Kamil Majchrzak, podobnie jak inni polscy tenisiści – Jerzy Janowicz i Hubert Hurkacz – pod koniec sezonu wskoczył na najwyższy poziom, dzięki czeu zanotował świetne ostatnie tygodnie. Reprezentant Polski wpierw doszedł do finału Challengera w Tashkiencie, a następnie wygrał halowy turniej ITF w Rodez. Majchrzak w tym sezonie na hali jeszcze nie przegrał, a w Bratysławie przeszedł przez eliminację i do kolekcji dodał kolejne dwie wygrane. Jego bilans z ostatnich tygodni jest wyśmienity – 12 meczów – wyłącznie jedna porażka.
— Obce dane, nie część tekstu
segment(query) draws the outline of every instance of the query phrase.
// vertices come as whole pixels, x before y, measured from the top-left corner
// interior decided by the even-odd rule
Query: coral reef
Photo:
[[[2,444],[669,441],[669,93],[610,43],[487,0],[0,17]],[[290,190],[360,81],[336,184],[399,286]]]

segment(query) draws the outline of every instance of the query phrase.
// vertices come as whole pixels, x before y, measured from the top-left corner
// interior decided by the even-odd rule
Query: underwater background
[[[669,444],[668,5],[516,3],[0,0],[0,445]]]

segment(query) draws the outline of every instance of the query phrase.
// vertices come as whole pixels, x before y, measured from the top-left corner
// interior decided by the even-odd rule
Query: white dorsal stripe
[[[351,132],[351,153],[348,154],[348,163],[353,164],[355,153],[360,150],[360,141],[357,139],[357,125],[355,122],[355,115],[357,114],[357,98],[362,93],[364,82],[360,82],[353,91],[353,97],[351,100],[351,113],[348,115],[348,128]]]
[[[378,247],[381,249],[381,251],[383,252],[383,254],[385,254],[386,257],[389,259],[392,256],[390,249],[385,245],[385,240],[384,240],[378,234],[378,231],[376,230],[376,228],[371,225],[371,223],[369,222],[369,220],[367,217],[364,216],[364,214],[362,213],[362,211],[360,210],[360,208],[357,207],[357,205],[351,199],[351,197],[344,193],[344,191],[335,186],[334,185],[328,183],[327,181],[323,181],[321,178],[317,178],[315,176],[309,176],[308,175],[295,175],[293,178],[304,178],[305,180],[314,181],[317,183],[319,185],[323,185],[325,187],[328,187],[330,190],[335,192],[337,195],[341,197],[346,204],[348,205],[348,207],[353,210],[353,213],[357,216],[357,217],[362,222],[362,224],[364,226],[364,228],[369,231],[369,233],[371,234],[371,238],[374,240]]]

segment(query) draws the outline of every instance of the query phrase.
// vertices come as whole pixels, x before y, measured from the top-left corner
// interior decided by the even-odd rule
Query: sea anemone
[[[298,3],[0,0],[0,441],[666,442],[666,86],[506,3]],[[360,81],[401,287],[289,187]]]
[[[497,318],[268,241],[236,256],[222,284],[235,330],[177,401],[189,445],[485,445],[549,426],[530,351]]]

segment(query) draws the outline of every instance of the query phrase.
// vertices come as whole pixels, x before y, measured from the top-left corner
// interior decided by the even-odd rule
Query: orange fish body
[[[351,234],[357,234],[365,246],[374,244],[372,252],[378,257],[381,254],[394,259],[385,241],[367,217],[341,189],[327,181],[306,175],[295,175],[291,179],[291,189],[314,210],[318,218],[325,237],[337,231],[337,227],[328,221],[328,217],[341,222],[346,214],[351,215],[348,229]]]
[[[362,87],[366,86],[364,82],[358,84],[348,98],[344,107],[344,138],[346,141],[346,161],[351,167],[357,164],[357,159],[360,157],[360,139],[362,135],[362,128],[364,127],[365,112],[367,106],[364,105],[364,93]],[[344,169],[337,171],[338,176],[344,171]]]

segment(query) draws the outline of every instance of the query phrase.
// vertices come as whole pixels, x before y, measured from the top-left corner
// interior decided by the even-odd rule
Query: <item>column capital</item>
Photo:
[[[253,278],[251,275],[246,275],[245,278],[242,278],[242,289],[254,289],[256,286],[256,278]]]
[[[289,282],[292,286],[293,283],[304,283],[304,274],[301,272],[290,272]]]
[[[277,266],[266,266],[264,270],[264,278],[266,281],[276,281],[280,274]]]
Tenisista pochodzący z Piotrkowa Trybunalskiego w pierwszej rundzie słowackich zawodów trafił na Aleksandra Nedovyesova, który w turnieju głównym znalazł się dzięki dzikiej karcie otrzymanej od organizatorów. Wątpliwości nie ma co do tego, że ostatnie miesiące nie są udane dla Kazacha. Zawodnik jakiś czas temu seryjnie wygrywał imprezy rangi ATP Challenger Tour, a aktualnie jest notowany dopiero w trzeciej setce. 30-latek w tym roku zagrał w hali tylko dwa mecze i oba przegrał – nie jest to jego ulubiona nawierzchnia.
Majchrzak jest na fali, buduje sobie coraz to lepszą pozycję – nie tylko w rankingu ATP. W Bratysławie stać go na wygranie chociażby jednego meczu i podbudowanie miejsca w światowej klasyfikacji.